By late 2009, the pain was becoming debilitating, and he decided to get physical therapy treatment.

He hoped that would solve the problem.

“It didn’t,” Mike says. “It got worse and worse and it just got to the point where it kind of took over everything I did, from doing the dishes to taking the trash out. Everything revovled around how my back felt.”

Soon, he had to come to grips with the problem and decided to go in to have his back X-rayed.

One doctor initially told him to retire, saying it wasn’t worth the trouble to fix his heavily damaged spinal disc.

“I just couldn’t quit, it was too hard,” Mike says. “I was only 25 when I got the operation. There were still a lot of years to go.”

In the end, he found a doctor willing to perform the surgery, which replaced his herniated disc with an artificial.

The first few months of recovery after the procedure proved to be a slow, often discouraging process.

When he first returned to the track, he wasn’t racing at anywhere near the level he’d grown accustomed to since turning professional at age 17.

He was still attending Valencia High School at that point, and he later graduated the same year, in 2002.

Back then, he was competing locally at a track which used to exist next to Bowman High School in Santa Clarita.

“To me, he was a regular kid here that just rode and rode and likes to ride,” Steve says. “And he ended up being one of the best in the world. It’s been a real neat thing to watch.”

The track in Valencia closed in 2006, but Mike’s career was in full bloom by then.

After high school, his career went on a steady incline as he worked his way through the American Bicycle Association and various events around the world before shifting to the sport’s highest level of competition, the Union Cycliste Internationale BMX Supercross World Cup.

He won a UCI BMX World Cup race in 2007 at Salt Lake City and recorded several top five finishes in other major races between 2003-2007.

It all led to the peak in the 2008 Olympics.

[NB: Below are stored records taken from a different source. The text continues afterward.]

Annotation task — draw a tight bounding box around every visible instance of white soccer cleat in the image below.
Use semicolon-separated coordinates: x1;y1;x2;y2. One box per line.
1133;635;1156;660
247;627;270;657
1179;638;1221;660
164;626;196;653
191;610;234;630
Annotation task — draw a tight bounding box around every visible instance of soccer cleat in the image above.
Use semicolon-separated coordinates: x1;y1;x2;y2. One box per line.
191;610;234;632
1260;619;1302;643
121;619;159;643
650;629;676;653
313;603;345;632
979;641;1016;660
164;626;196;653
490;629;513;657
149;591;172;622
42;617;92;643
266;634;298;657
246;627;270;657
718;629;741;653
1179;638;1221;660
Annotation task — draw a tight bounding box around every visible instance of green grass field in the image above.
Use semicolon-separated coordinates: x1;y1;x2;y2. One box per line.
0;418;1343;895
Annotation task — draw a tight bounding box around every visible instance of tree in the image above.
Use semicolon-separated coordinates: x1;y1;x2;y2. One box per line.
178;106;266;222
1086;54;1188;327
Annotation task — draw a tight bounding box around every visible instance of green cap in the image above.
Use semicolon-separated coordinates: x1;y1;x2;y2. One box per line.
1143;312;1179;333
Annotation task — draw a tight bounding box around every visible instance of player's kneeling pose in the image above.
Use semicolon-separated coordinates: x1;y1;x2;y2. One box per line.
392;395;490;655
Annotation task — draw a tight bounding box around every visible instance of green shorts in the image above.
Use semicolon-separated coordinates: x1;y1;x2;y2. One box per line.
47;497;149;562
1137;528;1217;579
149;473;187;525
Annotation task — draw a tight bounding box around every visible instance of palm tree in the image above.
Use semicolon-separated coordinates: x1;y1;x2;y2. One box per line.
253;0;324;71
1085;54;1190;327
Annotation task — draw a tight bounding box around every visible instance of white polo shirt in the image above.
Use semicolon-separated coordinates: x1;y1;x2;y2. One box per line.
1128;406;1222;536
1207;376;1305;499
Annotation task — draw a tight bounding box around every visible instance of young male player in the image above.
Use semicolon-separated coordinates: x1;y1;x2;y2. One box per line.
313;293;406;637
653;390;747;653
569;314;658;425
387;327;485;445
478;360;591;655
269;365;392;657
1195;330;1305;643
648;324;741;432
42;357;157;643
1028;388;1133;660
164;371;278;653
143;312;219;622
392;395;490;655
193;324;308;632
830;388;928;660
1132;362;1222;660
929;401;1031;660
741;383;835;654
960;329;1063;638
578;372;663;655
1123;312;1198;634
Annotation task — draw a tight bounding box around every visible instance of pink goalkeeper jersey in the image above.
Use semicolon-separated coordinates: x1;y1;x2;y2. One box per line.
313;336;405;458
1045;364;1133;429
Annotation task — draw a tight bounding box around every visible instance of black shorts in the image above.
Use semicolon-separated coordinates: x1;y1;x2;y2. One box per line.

“In ‘08, it was all new,” Mike says. “Everything was the first Olympic team and just taking in the experience was unreal. I kind of take that feeling and I use it as motivation.”

It’s the thought of standing on an Olympic podium this summer in London that keeps Mike going.

He’s spent the past few months living in the San Diego area while training for the Olympic Trials, but plans on moving back to Valencia later this summer.

The training has been intense, but Mike says he feels up to BMX-level speed for the first time since his operation.
He switched back to the same type of bike he was riding in 2008, a GT Speed Series Pro XXXL, but changed coaches to get a different perspective.

He’s a few years wiser and has experience on the big stage, though he says the BMX field has become stronger as the sport has evolved in the past decade.

It’s all led up to today, when Mike has a chance to prove he’s still got it. It’s a chance to prove he’s still an Olympian.

“He’s still got a tough road ahead and hopefully he can still do something,” Steve says. “But if he doesn’t, I’ll still be proud.”